Selon l'organisation internationale, « la fermeture des frontières, les mesures de quarantaine et les perturbations des marchés, des chaînes d'approvisionnement et des échanges commerciaux pourraient restreindre l'accès des populations à des ressources alimentaires suffisantes, diverses et nutritives, en particulier dans les pays durement touchés par le virus ou déjà touchés par des niveaux élevés d'insécurité alimentaire ».
A en croire la FAO, la communauté internationale doit s'attendre à des perturbations dans les chaînes d'approvisionnement alimentaire à partir des mois d'avril et de mai.
Ainsi qu'elle l'explique sur son site Internet, « les restrictions de mouvements, ainsi que les réactions de défiance des travailleurs, peuvent empêcher les agriculteurs de faire leur travail et les transformateurs de denrées alimentaires - qui manipulent la grande majorité des produits agricoles - de les transformer ».
Autre situation à craindre : la pénurie d'engrais, de médicaments vétérinaires et d'autres intrants qui pourrait affecter la production agricole, selon elle.
Ce n'est pas tout, puisqu'il faut également s'attendre à ce que « les fermetures de restaurants et les achats moins fréquents dans les épiceries diminuent la demande de produits frais et de produits de la pêche, ce qui affecte les producteurs et les fournisseurs», avertit de même source l'agence affirmant que les petits exploitants agricoles seront particulièrement vulnérables.
En outre, les mesures limitant la circulation notamment «des travailleurs saisonniers pourraient avoir des effets sur la production agricole et, par conséquent, impacter les prix sur les marchés à l'échelle mondiale».
Par ailleurs, «les mesures destinées à garantir des conditions sanitaires acceptables dans les usines des produits alimentaires pourraient, quant à elles, entraîner un ralentissement de la production».
Pour ceux qui n'auraient pas encore pris la mesure de la menace, la FAO rappelle que «la demande alimentaire dans les pays les plus pauvres est particulièrement liée aux revenus, de sorte qu'une perte des sources possibles de revenus pourrait avoir des effets sur la consommation».

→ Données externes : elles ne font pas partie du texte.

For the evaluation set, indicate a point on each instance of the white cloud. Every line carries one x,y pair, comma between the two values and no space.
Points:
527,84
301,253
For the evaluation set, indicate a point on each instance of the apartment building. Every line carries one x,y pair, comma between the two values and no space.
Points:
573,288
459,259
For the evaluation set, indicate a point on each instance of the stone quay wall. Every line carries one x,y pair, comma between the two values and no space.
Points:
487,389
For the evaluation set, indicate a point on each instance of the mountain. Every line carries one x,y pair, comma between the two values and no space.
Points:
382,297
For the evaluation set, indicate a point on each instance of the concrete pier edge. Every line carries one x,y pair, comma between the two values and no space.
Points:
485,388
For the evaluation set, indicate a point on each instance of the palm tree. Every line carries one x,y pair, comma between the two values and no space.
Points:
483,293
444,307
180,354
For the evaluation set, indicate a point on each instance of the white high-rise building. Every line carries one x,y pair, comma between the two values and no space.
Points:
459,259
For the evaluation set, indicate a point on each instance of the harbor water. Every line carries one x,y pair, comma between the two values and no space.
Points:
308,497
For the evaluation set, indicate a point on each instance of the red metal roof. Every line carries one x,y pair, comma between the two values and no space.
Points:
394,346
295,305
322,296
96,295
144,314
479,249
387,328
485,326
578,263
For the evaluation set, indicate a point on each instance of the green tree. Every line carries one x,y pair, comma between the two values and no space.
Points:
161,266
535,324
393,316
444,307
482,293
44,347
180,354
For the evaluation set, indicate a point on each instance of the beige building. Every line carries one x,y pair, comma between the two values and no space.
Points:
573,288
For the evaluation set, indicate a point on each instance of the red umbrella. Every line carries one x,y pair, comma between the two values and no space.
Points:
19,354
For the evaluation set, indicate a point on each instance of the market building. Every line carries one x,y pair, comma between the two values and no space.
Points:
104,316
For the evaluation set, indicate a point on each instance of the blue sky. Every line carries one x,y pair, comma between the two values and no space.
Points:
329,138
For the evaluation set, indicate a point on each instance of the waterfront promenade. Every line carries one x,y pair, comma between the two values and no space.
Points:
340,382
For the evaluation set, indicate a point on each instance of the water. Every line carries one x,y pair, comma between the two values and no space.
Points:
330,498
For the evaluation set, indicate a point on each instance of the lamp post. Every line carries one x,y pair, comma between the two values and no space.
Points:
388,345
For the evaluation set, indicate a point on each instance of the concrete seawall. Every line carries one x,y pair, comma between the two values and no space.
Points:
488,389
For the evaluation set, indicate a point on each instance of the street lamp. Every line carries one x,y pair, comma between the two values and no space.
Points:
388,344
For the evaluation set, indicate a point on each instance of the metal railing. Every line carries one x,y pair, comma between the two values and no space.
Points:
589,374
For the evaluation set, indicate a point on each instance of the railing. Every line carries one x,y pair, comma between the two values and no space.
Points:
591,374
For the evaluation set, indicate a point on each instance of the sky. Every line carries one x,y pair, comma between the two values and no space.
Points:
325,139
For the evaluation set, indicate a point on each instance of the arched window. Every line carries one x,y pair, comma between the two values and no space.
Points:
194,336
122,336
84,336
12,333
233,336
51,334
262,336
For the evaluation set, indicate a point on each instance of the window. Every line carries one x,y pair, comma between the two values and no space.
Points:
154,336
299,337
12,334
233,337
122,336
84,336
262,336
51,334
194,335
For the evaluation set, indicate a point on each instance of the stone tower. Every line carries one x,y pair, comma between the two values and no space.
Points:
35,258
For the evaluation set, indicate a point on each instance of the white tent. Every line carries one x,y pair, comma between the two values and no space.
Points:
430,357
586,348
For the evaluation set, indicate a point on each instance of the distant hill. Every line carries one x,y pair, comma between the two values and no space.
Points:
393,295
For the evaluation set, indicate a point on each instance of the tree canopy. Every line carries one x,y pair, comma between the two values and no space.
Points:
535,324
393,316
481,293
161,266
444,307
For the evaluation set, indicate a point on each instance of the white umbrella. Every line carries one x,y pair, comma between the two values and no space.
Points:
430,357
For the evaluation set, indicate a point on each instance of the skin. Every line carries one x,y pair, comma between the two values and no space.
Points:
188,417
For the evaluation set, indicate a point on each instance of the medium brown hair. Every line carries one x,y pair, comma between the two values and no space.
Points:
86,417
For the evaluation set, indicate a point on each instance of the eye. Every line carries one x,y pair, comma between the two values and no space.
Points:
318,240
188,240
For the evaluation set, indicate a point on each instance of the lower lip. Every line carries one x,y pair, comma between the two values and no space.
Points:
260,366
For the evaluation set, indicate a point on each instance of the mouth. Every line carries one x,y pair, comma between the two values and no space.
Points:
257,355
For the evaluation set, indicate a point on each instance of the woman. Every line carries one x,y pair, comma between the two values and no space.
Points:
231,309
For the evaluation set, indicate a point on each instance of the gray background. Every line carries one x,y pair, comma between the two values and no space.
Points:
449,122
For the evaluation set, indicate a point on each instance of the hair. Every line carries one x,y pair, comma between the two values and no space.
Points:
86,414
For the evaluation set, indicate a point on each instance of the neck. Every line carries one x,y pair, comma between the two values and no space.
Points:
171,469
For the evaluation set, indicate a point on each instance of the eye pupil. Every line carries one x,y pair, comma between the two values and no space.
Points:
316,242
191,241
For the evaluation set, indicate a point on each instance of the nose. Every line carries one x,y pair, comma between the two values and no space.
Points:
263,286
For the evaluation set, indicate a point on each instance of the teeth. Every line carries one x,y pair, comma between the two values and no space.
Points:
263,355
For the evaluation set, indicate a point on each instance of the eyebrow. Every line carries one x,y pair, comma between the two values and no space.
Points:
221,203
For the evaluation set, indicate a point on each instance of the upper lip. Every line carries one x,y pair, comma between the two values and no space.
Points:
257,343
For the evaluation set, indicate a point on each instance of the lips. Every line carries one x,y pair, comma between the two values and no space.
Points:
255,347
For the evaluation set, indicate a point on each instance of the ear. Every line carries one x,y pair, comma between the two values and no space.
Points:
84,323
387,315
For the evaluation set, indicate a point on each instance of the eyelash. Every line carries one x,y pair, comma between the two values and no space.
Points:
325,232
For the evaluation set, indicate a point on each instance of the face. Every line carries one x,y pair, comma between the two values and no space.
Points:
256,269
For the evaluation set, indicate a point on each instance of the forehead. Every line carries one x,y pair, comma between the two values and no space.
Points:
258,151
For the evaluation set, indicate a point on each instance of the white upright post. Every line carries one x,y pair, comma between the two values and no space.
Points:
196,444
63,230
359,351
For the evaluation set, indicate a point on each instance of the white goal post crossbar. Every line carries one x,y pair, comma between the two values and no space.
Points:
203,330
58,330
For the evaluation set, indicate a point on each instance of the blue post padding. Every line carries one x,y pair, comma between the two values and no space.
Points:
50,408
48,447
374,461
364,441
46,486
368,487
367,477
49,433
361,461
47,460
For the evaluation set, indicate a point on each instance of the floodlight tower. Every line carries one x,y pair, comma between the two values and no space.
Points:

Mais en dépit de toutes ces menaces qui pèsent à la fois sur les vies et les moyens de subsistance des populations, à l'échelle mondiale, la FAO se veut toutefois rassurante. En effet, elle soutient que, «pour l'instant, les perturbations sont minimes car les approvisionnements en produits alimentaires ont été adéquats et les marchés sont restés stables ».
L'agence estime, en outre, que « le niveau des stocks mondiaux de céréales est encore bon et les prévisions sur les récoltes du blé et les principales cultures sont positives pour 2020 ».
Par ailleurs, en dépit du fléchissement de la production alimentaire pour les denrées de grande valeur (par exemple les fruits et les légumes) qui aurait probablement déjà eu lieu, la FAO affirme qu'« il n'est pas encore perceptible car il est attribué aux mesures d'endiguement et aux perturbations de la filière ».
L'organisation appelle toutefois à la prudence. Et pour cause, si le moment n'est pour l'instant pas à la panique du fait qu'« au niveau mondial, il y a assez de nourriture pour tout le monde », elle exhorte les décideurs politiques du monde entier à « veiller à ne pas répéter les erreurs commises lors de la crise alimentaire de 2007-2008 et à ne pas transformer cette crise sanitaire en une crise alimentaire tout à fait évitable».
Car, comme elle le souligne, «nous savons que la maladie finira par se résorber mais nous ne savons pas combien de temps cela prendra».